Accessibility links

China, Kazakhstan Pipeline Agreement Secures Increased Trade - 2004-05-18

China scored a victory this week in its bid to secure new sources of oil with an agreement to build a 1,200 kilometer pipeline from neighboring Kazakhstan. The new pipeline is seen as a sign of China's growing economic influence in Central Asia.

The agreement was signed Monday during a visit to Beijing by Kazakhstan's President Nursultan Nazarbayev.

Kazakhstan has been working to boost its oil revenues and expand its market, which until now has been mostly limited to Russia. Once the China pipeline is completed next year, Kazakhstan will be able to deliver an estimated 10 million tons of oil annually.

The agreement is to build a 1,200 kilometer segment of a pipeline that will stretch 3,000 kilometers across Kazakhstan from the Caspian Sea to western China's Xinjiang Autonomous Region.

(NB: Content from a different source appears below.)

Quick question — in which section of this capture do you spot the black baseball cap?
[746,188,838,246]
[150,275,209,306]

The agreement will sharply increase trade between China and Kazakhstan. Analysts see the pipeline as yet another sign of China's growing influence in Central Asia.

They say China's biggest benefit from the deal will be access to a new oil source, helping it meet rapidly growing demand. Harry Dimitriou is a professor of planning studies at the University College of London who has been looking at the effect that China's booming economy is having on the rate of vehicle ownership.

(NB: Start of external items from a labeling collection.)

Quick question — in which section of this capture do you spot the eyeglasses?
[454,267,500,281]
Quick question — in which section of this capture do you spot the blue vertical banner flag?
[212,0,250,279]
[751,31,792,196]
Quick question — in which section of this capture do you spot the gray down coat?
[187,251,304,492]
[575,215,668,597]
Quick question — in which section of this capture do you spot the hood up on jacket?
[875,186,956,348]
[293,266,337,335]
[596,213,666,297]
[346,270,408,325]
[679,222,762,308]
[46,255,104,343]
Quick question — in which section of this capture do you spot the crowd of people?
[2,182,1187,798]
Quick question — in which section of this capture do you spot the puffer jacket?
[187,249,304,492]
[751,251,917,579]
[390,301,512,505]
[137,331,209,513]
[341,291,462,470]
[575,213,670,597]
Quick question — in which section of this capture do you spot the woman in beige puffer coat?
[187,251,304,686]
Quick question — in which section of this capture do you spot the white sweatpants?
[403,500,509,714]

"The most likely scenario is for China to have 180 million vehicles, exclusive of trucks, by the year 2020," he said. "If you add the 30 percent of trucks, this could really be projected to 234 million in total."

Graham Smith is the lead transport specialist at the World Bank office in Beijing. He says the rising demand for oil in the world's most populous country is something to consider, given the recent surge in world oil prices.

"If you extrapolate these double-digit growth rates for car ownership and use, only a few years into the future, China will be very dependent on imported oil," said Mr. Smith. "For obvious reasons, that is a matter of concern."

It was only in the late 1990's that China started importing significant quantities of oil. Chinese officials say that in the past year alone, demand has risen from 3.3 million to more than five million barrels a day.

Chinese and Kazakh officials say work on the pipeline starts in August. They did not say how much the project would cost.